Nine characters emerge from different places outside the walls of a city. Priestly’s concern with class means there are three from the upper class – a knight, a lady and her daughter,  three from the middle class – a man from The City, a bank manager and his wife and three from the working class – a seaman, a waitress and a char lady. We don’t know how they got there or why,  but we eventually discover – when the gates open – the city is some sort of egalitarian utopia which attracts some and repels others. Five return from whence they came (one reluctantly), two stay on and two miss the deadline whilst their love for one another is played out.

I’m not entirely clear what point he’s making – maybe prophesying a post war ‘third way’? – but in any event, it’s an intriguing and interesting ride. The Southwark Playhouse’s Vaults (under London Bridge station) is a perfect space in which to create the mysterious atmosphere. There’s no set as such – just a couple of walls and a doorway – but the costumes are enough to place the play in its period. The production does misfire occasionally, notably with music that often jars – particularly the faux fanfares that accompany each character’s first entrance with a follow spot, but it allows you to evaluate the play unhindered by any directorial concept.
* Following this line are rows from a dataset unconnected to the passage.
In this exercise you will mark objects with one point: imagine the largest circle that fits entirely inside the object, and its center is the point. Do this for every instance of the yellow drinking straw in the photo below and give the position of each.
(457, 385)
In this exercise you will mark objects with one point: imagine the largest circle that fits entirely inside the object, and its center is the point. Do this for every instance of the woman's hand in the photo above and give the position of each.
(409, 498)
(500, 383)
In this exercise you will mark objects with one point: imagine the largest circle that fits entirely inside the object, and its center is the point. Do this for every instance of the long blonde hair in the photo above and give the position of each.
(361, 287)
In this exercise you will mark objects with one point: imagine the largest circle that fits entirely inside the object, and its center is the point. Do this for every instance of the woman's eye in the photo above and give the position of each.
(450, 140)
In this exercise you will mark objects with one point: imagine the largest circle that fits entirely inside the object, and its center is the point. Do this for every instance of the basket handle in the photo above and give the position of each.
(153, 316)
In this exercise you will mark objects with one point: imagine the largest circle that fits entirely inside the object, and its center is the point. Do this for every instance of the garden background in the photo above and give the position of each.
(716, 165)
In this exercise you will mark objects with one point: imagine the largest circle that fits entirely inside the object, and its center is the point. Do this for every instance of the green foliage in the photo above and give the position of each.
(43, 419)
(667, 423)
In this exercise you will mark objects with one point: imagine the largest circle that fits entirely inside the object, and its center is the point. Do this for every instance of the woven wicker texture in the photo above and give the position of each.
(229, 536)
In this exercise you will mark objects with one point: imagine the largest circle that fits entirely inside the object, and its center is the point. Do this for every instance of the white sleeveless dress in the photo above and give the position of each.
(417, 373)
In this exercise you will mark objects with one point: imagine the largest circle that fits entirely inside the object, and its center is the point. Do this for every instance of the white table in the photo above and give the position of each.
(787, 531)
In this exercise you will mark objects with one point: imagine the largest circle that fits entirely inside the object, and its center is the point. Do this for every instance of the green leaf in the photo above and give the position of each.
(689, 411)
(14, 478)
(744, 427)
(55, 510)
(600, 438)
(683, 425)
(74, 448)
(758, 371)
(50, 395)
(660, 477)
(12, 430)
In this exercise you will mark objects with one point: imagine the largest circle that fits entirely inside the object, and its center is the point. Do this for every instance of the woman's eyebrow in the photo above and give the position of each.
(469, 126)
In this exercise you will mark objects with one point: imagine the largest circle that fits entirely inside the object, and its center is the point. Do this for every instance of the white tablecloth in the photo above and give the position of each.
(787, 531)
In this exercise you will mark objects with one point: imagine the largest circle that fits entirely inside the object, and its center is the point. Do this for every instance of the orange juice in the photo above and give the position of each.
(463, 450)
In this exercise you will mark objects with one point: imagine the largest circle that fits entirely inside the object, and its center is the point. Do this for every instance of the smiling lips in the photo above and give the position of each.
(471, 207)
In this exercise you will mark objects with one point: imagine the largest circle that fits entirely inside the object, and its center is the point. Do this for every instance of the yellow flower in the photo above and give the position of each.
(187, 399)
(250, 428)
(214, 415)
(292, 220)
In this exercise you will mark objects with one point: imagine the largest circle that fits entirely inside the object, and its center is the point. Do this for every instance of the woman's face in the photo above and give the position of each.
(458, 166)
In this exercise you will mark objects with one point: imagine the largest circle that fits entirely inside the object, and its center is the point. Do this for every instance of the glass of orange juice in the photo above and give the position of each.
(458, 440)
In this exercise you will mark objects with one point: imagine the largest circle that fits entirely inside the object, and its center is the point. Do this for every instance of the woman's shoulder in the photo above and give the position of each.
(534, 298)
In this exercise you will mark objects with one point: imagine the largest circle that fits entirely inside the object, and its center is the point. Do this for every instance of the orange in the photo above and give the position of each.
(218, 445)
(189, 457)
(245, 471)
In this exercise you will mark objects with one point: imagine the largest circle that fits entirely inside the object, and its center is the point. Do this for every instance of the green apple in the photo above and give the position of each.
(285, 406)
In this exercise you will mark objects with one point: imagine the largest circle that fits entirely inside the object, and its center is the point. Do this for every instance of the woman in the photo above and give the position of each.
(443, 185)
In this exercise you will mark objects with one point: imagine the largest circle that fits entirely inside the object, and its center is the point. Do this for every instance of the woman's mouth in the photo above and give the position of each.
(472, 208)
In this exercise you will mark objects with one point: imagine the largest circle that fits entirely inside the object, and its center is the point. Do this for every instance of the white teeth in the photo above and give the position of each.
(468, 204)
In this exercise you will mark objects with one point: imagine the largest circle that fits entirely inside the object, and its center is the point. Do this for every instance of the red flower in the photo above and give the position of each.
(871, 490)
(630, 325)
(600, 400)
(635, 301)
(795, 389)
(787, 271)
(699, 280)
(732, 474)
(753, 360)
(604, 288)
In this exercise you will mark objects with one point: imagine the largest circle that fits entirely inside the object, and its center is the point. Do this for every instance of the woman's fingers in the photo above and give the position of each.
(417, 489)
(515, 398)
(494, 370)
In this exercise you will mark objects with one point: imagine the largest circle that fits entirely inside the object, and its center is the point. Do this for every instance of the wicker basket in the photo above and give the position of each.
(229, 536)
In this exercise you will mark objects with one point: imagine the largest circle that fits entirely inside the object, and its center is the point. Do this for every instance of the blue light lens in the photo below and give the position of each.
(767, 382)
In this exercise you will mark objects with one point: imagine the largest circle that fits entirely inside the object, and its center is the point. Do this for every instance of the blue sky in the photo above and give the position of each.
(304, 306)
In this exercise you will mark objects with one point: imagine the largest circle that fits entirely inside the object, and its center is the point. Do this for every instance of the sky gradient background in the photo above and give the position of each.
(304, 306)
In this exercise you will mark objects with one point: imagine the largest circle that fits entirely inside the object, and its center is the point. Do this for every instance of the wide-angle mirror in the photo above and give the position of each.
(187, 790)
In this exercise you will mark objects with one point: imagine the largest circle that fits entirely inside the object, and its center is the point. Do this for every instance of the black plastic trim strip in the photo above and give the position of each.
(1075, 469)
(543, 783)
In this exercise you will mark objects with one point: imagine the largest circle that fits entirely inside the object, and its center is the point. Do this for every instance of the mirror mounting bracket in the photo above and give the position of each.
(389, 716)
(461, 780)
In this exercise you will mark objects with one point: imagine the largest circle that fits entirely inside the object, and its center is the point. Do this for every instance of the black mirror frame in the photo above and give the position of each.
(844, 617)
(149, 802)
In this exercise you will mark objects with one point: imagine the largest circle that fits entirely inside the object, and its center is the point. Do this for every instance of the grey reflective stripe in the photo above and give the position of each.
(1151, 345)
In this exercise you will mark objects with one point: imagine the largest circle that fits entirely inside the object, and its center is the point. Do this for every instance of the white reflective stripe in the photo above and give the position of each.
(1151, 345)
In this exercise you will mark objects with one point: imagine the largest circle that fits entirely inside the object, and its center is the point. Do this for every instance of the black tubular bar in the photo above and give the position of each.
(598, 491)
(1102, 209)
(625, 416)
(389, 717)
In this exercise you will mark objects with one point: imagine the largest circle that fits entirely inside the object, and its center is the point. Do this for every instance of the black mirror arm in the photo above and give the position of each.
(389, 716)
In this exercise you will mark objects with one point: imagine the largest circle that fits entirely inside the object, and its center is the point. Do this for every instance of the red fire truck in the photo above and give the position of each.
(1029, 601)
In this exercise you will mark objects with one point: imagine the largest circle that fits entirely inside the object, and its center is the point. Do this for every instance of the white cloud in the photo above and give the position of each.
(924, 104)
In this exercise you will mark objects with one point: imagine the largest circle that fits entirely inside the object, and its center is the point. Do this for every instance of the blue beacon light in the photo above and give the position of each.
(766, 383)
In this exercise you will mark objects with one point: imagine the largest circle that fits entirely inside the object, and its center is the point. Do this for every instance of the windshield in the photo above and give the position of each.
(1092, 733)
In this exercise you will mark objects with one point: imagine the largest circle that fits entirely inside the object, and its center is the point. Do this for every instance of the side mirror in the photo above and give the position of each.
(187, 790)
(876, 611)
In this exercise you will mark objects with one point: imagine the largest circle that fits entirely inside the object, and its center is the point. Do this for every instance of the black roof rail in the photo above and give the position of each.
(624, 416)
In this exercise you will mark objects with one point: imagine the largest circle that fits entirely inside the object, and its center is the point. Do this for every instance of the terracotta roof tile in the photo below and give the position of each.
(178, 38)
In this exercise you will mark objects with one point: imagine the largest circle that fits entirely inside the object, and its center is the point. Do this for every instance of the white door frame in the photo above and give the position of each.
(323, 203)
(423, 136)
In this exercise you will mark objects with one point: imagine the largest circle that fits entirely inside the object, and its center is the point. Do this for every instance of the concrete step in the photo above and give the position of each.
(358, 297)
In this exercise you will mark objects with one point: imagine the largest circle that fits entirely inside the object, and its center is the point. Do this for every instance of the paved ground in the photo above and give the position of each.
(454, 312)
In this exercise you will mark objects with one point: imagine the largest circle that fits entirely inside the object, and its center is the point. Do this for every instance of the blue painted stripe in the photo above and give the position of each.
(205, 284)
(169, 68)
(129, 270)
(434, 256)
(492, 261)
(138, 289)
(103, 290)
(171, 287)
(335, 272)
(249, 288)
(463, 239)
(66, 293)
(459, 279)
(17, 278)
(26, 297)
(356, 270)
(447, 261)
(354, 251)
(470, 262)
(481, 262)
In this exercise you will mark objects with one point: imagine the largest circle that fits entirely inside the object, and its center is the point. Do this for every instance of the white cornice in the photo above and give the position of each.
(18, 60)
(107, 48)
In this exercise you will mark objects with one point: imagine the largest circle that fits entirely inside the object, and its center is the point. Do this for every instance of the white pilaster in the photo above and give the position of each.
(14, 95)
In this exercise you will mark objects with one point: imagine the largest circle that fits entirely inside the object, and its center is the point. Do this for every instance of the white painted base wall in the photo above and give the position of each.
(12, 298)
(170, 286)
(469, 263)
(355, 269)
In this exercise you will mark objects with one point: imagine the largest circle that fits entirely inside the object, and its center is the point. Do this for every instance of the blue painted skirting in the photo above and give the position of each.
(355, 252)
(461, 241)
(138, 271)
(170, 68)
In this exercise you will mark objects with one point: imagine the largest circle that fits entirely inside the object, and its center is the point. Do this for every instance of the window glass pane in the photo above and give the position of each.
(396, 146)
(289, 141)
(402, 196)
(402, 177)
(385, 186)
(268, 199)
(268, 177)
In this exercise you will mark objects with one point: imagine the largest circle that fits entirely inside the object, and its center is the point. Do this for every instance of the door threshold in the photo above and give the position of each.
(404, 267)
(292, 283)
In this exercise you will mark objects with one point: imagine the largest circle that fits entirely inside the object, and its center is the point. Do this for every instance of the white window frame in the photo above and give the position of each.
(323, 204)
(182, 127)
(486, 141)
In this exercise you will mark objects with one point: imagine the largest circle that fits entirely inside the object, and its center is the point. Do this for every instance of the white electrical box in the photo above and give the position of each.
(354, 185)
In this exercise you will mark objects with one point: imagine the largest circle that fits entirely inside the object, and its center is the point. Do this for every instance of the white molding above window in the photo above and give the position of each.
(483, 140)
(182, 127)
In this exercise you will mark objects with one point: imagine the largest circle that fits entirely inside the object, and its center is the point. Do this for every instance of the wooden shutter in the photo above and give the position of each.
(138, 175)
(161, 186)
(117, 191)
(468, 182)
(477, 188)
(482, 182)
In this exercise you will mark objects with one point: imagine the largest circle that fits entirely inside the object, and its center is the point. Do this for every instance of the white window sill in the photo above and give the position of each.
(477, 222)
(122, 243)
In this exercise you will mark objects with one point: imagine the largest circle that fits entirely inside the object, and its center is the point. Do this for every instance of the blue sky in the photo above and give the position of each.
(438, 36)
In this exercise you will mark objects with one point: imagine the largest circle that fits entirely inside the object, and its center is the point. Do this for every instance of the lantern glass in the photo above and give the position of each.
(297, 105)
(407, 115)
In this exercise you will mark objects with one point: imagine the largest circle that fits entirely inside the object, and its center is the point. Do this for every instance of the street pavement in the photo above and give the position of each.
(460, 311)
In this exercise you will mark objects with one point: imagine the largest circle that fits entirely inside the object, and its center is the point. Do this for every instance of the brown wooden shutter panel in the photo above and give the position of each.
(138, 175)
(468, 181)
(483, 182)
The characterisations from all nine actors are excellent. James Robinson conveyed the idealism and passion of Joe very well and Thomas Shirley brought the money obsessed Cudworth to life. You empathise easily with the frustrated and unfulfilled bank manager as portrayed by Daniel Souter and Jean Perkins’ char lady is an absolutely delicious cameo.

Great to catch a rare Priestly and a gold star to Southwark Playhouse for providing the opportunity.